A new generation of hydrometallurgical processing, including biosorption, can recover high-purity metals from end-of-life electronics at commercial scale without the footprint of a smelter. These facilities can be built in about 15 months for roughly $40 million each. They maintain full chain of custody from waste stream to refined metal. And the upstream supply chain already exists: some 900 certified e-waste recyclers operate across the country today. What’s missing is the domestic processing capacity to keep those metals here.

This isn’t theoretical. My company, Mint Innovation, proved the model last month when HP announced the PC industry’s first certified closed-loop recycled copper. Copper recovered from HP’s own end-of-life circuit boards, independently certified, placed back into new HP products. The same technology can close the loop for the Department of War. Add mobile destruction units that process classified hardware on site, feeding directly into domestic metal recovery with no offshore processing, and the result is full auditability from destruction to refined metal.

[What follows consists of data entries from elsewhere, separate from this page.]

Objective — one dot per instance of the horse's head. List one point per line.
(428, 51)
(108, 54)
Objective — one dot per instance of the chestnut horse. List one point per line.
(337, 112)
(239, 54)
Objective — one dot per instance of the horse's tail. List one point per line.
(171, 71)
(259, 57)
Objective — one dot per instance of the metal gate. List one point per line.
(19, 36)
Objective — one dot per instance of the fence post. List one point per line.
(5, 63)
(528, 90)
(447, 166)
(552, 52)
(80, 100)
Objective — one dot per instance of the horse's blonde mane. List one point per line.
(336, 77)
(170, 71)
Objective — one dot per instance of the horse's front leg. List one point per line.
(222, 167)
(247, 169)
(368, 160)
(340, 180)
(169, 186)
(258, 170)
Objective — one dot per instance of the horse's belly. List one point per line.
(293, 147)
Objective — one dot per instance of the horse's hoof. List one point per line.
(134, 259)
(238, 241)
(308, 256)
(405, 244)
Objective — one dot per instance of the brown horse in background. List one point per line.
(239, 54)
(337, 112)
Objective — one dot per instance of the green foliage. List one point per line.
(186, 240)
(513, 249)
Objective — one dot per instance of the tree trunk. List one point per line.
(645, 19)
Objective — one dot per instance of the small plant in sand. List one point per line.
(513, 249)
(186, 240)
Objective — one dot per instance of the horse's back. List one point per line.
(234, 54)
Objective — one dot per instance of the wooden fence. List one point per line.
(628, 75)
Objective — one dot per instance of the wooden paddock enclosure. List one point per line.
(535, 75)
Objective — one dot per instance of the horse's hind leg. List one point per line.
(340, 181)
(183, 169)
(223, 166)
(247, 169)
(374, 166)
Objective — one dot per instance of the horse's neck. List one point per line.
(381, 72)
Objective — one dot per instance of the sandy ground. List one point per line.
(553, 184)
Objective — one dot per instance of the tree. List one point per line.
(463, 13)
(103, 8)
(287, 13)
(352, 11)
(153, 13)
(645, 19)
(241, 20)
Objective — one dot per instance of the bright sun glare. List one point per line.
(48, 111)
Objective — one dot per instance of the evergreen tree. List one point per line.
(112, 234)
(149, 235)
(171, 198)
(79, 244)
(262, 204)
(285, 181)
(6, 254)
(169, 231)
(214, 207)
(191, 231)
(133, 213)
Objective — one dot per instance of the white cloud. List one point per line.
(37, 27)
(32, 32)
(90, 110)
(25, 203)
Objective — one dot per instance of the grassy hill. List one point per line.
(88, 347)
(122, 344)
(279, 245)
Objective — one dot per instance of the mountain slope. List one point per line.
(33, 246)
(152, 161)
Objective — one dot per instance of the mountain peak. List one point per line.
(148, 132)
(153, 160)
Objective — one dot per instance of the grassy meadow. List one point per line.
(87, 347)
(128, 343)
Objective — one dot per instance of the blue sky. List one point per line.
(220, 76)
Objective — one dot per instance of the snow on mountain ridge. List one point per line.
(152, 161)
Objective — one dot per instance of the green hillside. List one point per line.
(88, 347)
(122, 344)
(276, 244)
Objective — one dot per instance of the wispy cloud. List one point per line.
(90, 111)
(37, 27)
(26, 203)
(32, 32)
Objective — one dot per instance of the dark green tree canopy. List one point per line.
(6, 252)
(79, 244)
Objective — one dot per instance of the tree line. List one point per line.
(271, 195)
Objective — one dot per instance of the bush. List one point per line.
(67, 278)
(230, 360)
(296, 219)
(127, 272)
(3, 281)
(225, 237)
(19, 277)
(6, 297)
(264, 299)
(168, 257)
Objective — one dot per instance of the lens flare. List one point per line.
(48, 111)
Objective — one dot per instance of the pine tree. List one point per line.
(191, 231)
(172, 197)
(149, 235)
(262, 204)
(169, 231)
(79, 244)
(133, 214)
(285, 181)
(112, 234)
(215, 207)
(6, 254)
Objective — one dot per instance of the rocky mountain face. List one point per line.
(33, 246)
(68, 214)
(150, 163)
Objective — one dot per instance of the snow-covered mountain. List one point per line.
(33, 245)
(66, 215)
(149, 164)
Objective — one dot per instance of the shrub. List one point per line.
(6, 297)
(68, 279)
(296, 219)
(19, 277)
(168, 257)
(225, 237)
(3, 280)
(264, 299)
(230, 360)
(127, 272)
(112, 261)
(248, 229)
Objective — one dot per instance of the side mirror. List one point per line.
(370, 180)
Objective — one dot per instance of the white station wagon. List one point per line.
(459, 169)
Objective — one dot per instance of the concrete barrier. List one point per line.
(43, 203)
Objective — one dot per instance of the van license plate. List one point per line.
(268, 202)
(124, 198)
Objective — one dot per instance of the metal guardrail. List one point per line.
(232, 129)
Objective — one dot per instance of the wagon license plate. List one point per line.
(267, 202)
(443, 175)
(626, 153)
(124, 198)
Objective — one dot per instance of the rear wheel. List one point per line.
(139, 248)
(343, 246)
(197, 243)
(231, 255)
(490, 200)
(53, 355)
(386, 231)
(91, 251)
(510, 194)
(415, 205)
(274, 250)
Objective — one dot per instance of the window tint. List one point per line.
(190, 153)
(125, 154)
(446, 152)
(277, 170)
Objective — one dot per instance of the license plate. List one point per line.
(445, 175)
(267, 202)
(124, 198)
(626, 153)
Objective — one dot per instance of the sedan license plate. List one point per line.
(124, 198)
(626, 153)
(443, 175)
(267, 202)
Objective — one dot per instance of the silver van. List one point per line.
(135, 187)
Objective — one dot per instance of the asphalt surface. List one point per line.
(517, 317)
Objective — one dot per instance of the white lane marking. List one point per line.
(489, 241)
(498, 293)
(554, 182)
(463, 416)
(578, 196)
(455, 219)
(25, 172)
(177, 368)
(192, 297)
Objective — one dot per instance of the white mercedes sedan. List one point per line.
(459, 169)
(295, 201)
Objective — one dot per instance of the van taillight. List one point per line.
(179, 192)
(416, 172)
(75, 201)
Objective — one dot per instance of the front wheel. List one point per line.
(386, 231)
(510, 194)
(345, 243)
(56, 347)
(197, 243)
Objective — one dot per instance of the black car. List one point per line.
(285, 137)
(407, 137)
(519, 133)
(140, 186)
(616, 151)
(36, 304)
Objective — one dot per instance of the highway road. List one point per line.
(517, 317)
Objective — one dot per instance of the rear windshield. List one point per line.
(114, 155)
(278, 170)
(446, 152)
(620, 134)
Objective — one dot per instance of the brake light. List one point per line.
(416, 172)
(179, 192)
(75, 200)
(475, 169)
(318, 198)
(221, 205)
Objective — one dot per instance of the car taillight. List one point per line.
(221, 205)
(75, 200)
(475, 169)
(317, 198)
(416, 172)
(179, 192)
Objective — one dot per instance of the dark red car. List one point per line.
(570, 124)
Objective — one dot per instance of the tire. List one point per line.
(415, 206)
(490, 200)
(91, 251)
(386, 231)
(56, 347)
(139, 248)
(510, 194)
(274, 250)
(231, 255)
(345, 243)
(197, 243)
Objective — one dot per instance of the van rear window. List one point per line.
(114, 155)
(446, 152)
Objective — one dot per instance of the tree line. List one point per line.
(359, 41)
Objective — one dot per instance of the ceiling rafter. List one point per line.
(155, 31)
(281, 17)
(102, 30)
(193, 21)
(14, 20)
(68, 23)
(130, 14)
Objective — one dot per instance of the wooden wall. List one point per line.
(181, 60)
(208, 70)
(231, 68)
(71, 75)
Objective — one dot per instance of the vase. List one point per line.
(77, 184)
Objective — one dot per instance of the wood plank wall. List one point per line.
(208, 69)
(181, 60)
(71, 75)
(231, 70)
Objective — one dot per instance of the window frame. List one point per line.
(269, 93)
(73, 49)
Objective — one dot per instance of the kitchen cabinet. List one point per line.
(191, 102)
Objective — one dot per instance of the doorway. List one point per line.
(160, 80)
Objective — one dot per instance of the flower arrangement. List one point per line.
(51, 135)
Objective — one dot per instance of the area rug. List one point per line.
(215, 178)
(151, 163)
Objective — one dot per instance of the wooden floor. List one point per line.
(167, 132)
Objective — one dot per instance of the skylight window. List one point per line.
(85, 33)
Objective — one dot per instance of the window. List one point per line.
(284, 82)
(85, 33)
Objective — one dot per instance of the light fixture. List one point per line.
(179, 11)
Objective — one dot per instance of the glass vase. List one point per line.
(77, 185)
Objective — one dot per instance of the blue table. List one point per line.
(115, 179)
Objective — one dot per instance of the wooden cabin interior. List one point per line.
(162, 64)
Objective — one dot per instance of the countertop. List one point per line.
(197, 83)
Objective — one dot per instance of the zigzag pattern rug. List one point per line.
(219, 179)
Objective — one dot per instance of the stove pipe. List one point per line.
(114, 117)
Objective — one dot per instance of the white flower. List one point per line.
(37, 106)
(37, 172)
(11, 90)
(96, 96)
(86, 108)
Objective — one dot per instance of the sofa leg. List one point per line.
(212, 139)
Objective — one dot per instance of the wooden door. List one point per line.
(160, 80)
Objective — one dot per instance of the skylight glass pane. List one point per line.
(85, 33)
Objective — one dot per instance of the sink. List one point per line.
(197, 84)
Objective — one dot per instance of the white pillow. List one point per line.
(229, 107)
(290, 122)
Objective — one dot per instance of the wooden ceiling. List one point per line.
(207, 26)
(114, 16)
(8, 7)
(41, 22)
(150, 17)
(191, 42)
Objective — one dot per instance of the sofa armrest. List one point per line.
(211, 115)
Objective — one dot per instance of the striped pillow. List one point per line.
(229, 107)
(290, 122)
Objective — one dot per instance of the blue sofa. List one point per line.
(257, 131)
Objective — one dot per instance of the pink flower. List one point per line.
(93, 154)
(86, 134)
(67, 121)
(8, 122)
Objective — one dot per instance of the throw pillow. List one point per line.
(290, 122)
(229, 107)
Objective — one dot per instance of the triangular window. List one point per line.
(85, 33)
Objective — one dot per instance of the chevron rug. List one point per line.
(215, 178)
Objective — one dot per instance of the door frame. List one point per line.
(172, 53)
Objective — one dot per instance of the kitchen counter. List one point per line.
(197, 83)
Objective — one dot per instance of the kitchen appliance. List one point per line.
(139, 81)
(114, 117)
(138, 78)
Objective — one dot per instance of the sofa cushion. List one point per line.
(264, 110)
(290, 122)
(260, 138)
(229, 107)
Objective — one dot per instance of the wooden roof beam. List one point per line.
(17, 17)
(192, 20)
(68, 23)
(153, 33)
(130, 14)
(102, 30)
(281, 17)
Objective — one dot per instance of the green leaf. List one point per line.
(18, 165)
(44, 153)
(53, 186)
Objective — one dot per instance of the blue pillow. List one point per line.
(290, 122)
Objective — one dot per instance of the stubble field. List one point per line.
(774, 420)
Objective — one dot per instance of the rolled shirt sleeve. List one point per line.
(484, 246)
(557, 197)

When I testified before Congress on this issue, not a single member pushed back on the diagnosis. This is one of those rare problems that doesn’t break along party lines. The FY 2026 NDAA recognized the potential of recycled-material pathways by expanding exceptions within DFARS sourcing restrictions. Congress has opened the door. The Pentagon needs to walk through it.

A Framework Is Already in Place

The United States doesn’t have to do this alone. The State Department’s Pax Silica initiative and the February 2026 Critical Minerals Ministerial established a framework for allied cooperation with Japan, Australia, the U.K., South Korea, and others. Five Eyes nations are already coordinating to counter Chinese price manipulation and build friendshored supply chains. Domestic e-waste processing fits squarely into that strategy. A modular biosorption facility built in the U.S. today becomes a template Pax Silica partners can replicate tomorrow.

Modular secure destruction facilities co-located on military installations could clear classified hardware backlogs and recover critical minerals simultaneously. A security liability becomes a strategic asset.

The fastest way to build a domestic critical minerals supply chain is to recover the metals already here. The Pentagon is sitting on both the problem and the solution.


Matt Bedingfield is President of Mint Innovation, a recycling technology company that recovers critical minerals from electronic waste using proprietary biosorption and hydrometallurgical processing. Mint partnered with HP earlier this year to produce the PC industry’s first certified closed-loop recycled copper.